The history Comtois shares with new employees is closely tied to military aviation; it extends back to the organization’s Canadair roots, when the seeds were sown for developing world-class capabilities in military aircraft fleet management, modification, life cycle monitoring, and maintenance, repair and overhaul (MRO) services.
HORNETS IN CANADA
In April of 1980, the Canadian government announced it had chosen McDonnell Douglas’ F/A-18 Hornet as Canada’s next fighter jet. After a three-year RFP and selection process associated with the so-called New Fighter Program, Ottawa selected the F/A-18 based on its performance as well as an attractive package of associated industrial and regional benefits (IRBs). The latter were aimed at offsetting the final acquisition cost of the jets, which was estimated at US$2.8 billion (in 1989 dollars).

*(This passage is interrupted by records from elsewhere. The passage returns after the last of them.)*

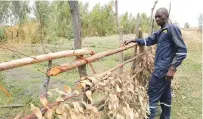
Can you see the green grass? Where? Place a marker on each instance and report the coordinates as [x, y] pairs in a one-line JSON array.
[[24, 83]]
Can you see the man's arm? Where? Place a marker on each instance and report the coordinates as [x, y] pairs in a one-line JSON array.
[[181, 51], [151, 40]]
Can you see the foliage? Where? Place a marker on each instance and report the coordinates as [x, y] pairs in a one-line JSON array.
[[2, 34], [200, 20], [186, 26]]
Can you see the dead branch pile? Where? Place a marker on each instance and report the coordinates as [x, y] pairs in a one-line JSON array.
[[109, 95]]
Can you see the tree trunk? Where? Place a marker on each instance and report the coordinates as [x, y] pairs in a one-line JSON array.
[[74, 8], [120, 35]]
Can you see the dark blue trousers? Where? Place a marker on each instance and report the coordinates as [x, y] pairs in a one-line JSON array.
[[159, 90]]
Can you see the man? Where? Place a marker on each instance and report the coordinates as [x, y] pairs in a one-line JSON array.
[[170, 53]]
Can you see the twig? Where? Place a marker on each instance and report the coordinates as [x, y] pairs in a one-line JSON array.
[[12, 106]]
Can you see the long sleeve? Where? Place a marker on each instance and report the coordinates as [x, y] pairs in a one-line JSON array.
[[151, 40], [181, 50]]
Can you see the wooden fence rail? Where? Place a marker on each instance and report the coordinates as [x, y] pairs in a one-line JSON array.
[[79, 62], [46, 57]]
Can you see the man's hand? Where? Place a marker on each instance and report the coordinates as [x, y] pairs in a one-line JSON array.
[[170, 73], [126, 42]]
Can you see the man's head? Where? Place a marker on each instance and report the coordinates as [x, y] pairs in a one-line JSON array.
[[161, 16]]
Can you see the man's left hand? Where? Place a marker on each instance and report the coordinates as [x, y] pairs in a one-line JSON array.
[[170, 73]]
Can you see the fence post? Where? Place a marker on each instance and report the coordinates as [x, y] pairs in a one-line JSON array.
[[137, 35], [74, 9], [46, 80], [120, 32]]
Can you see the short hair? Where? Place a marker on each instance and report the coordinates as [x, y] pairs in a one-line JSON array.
[[164, 10]]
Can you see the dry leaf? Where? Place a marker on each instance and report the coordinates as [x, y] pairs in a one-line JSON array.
[[36, 111], [44, 101], [59, 99], [54, 71], [18, 116], [118, 89], [76, 92], [87, 82], [67, 89], [50, 94], [60, 109], [89, 95], [49, 114]]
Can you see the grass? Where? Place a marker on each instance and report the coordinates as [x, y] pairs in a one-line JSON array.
[[24, 83]]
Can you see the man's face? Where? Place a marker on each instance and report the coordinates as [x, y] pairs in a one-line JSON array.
[[160, 18]]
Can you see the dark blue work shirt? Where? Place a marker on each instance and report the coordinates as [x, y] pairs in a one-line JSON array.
[[171, 49]]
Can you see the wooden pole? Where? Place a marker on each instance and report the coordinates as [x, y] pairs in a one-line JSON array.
[[151, 23], [120, 32], [138, 35], [46, 80], [74, 9], [36, 59], [68, 66]]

Offsets related to the Canadian jet purchase were to be provided by manufacturer McDonnell Douglas (MD) and its major subcontractors, according to a 1990 report entitled, “F/A-18 Sales to Canada, Australia and Spain: A Case Study of Offsets,” produced by the U.S. Office of Management and Budget. They were designed to achieve a number of Canadian government objectives, among them advancing Canada’s industrial capability (especially for in-country life cycle support of the jets), stimulating technological advancement, improving the country’s competitiveness on a global scale, encouraging exports, and creating high-paying skilled jobs across the country.

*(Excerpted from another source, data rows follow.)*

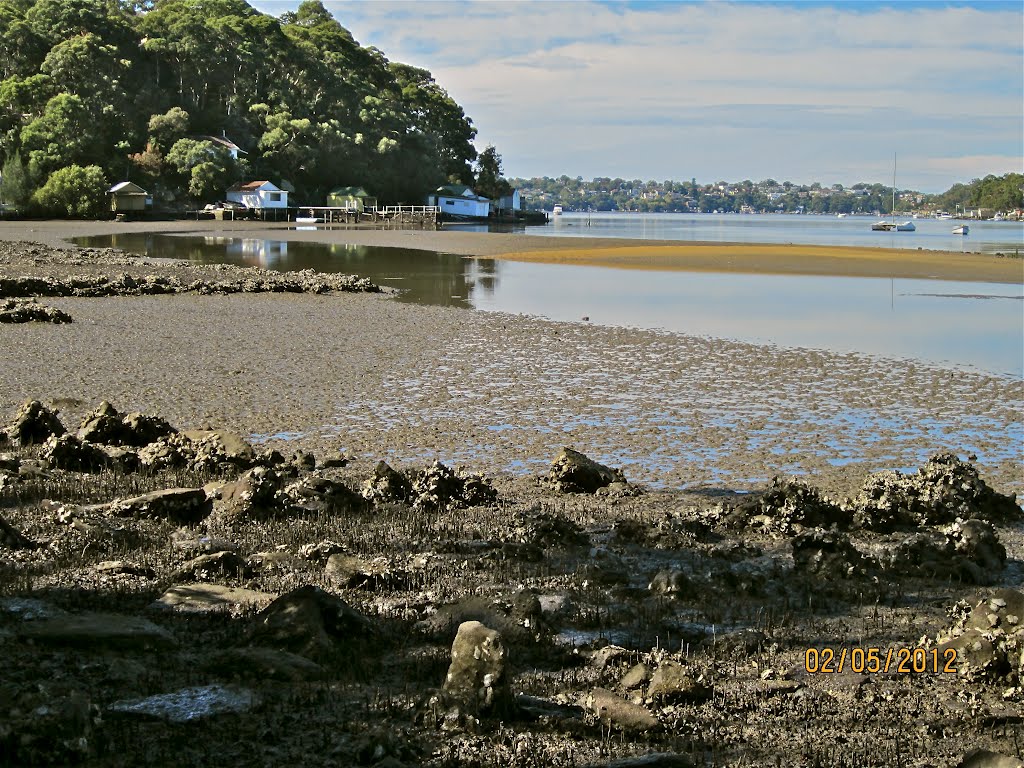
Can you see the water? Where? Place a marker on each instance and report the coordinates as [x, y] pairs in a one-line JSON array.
[[955, 324], [934, 235]]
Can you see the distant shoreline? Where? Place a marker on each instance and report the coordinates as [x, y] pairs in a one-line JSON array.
[[602, 252]]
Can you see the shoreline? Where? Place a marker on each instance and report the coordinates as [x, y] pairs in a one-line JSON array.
[[602, 252]]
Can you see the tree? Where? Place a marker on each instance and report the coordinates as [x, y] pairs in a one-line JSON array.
[[167, 128], [488, 175], [74, 190], [14, 182], [207, 168]]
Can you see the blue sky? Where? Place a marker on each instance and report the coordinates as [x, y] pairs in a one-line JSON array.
[[799, 91]]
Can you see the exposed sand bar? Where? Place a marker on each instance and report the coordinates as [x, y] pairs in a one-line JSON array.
[[606, 252]]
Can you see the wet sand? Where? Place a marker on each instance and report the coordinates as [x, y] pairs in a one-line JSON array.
[[378, 379], [617, 253]]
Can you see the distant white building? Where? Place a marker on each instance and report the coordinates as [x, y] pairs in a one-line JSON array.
[[459, 202], [258, 195], [510, 202]]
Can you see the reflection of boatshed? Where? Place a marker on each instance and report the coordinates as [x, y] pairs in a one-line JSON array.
[[352, 198], [128, 196], [258, 195]]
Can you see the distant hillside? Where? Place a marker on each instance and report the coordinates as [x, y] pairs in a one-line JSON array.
[[143, 90], [603, 194]]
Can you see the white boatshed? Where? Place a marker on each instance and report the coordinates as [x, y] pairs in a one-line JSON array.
[[460, 202], [258, 195]]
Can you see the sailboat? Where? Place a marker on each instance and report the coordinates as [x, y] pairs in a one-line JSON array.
[[888, 226]]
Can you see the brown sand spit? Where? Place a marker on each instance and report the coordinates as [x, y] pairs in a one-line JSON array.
[[172, 596]]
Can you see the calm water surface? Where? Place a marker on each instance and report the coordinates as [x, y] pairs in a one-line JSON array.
[[974, 325], [934, 235]]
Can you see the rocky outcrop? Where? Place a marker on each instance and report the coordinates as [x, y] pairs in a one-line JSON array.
[[309, 622], [436, 487], [475, 685], [943, 489], [571, 472], [254, 281], [30, 310], [988, 639], [34, 423]]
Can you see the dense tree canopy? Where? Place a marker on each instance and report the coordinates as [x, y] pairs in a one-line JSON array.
[[119, 85]]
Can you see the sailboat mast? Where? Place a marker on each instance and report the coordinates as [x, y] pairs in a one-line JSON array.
[[894, 188]]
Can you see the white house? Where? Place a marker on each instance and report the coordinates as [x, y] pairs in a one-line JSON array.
[[258, 195], [510, 202], [459, 202]]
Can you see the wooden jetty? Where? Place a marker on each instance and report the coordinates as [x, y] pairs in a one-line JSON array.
[[422, 216]]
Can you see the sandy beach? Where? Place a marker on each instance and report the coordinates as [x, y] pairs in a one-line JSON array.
[[609, 252], [379, 379], [680, 616]]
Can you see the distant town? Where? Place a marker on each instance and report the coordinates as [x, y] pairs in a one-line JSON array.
[[988, 198]]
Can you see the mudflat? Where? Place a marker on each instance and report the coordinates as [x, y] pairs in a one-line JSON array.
[[608, 252], [696, 612]]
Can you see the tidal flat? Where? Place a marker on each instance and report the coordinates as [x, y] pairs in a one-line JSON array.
[[662, 619]]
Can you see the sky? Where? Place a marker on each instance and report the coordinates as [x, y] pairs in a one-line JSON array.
[[835, 92]]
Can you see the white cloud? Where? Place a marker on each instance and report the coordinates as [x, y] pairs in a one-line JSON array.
[[721, 90]]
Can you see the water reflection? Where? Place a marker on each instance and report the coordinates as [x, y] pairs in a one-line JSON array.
[[958, 324], [421, 276]]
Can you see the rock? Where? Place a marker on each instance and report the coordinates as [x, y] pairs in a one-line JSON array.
[[46, 729], [988, 759], [186, 542], [257, 495], [615, 712], [653, 760], [549, 529], [34, 423], [208, 598], [218, 564], [183, 506], [669, 582], [69, 453], [387, 485], [187, 705], [96, 630], [349, 571], [309, 622], [977, 541], [571, 472], [827, 553], [218, 446], [943, 489], [123, 567], [11, 538], [476, 676], [102, 425], [673, 682], [438, 487], [788, 506], [969, 550], [989, 640], [314, 494], [637, 676], [30, 310]]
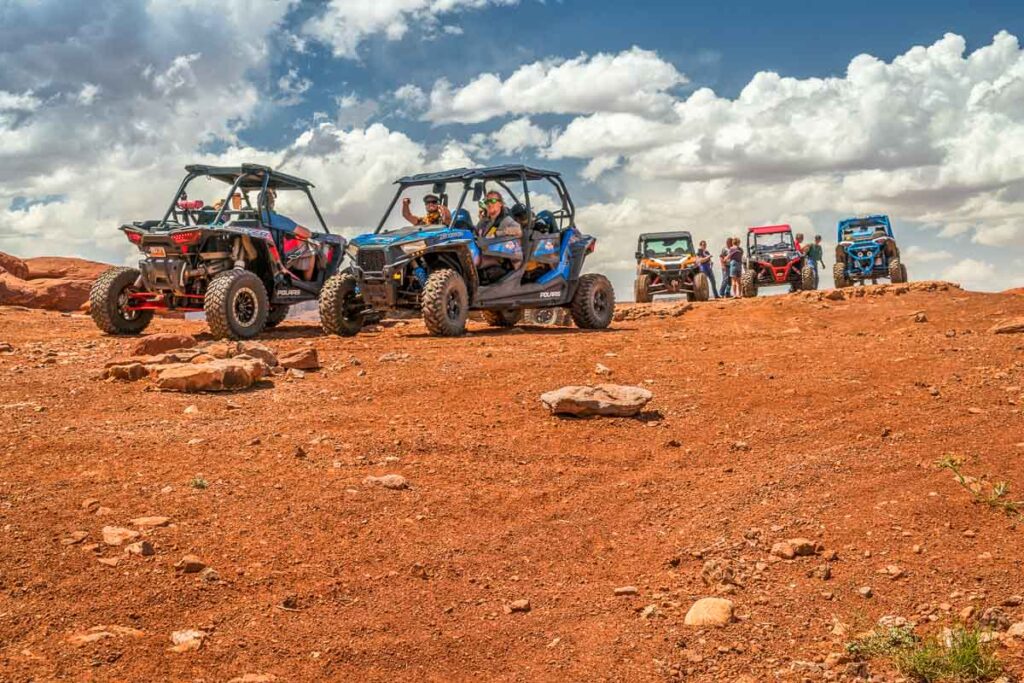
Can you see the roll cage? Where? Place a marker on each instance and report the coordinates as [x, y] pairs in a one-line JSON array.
[[475, 180], [247, 177]]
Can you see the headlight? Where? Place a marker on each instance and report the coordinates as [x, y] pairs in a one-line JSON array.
[[414, 247]]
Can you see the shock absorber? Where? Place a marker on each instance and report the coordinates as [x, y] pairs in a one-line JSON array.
[[421, 274]]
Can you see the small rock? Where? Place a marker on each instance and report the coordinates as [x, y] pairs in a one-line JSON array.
[[189, 564], [603, 399], [303, 358], [186, 640], [392, 481], [994, 619], [142, 549], [1009, 327], [151, 522], [115, 536], [710, 611], [75, 538], [162, 343], [517, 606]]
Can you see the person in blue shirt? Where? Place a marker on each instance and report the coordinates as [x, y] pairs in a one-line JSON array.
[[704, 258], [299, 254]]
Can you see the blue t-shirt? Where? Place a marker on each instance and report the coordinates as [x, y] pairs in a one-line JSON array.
[[706, 266]]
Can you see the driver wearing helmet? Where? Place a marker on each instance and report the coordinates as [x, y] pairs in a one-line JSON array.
[[436, 213], [496, 227]]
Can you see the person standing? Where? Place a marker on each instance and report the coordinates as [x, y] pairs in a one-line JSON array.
[[704, 258], [815, 254], [735, 267], [723, 259]]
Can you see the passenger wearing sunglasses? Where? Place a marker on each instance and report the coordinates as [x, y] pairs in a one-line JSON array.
[[437, 213]]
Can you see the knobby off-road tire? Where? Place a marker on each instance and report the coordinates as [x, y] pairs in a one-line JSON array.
[[808, 279], [502, 318], [108, 298], [276, 315], [749, 284], [897, 273], [237, 305], [701, 287], [445, 303], [340, 306], [594, 302], [641, 290], [839, 274]]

The New Fighter Program was a highly competitive procurement, which led to the submission of very attractive industrial offset bid packages. In fact, MD’s winning proposal was valued by the government of the day at about 110 per cent of the value of aircraft production work realized by MD from the Canadian order, and was expected to create 24,000 related jobs.
At the time, no one could possibly have realized the far reaching future effects of Canada’s CF-18 procurement. But
33 years later, it’s clear that those very same industrial offsets have hugely impacted the development of the Canadian aviation and aerospace industry. In fact, they were the foundation of what today is considered a global centre of excellence in F/A-18 maintenance – a home-grown facility that is located right here in Canada.
FROM CANADAIR TO L-3
In 1986, the Department of National Defence (DND) selected the Defense Systems Division of Canadair – a federal crown corporation – as the prime contractor for the CF-18 Systems Engineering Support Contract (SESC). The contract’s scope covered structural modifications, upgrades to the CF-18’s avionics equipment and software, as well as fleet management disciplines such as integrated logistics, data management and technical publications support. A partnership was formed with another Montreal-area company, CAE Inc., with that organization providing systems, software and electronics support, and Canadair contributing structural and platform expertise.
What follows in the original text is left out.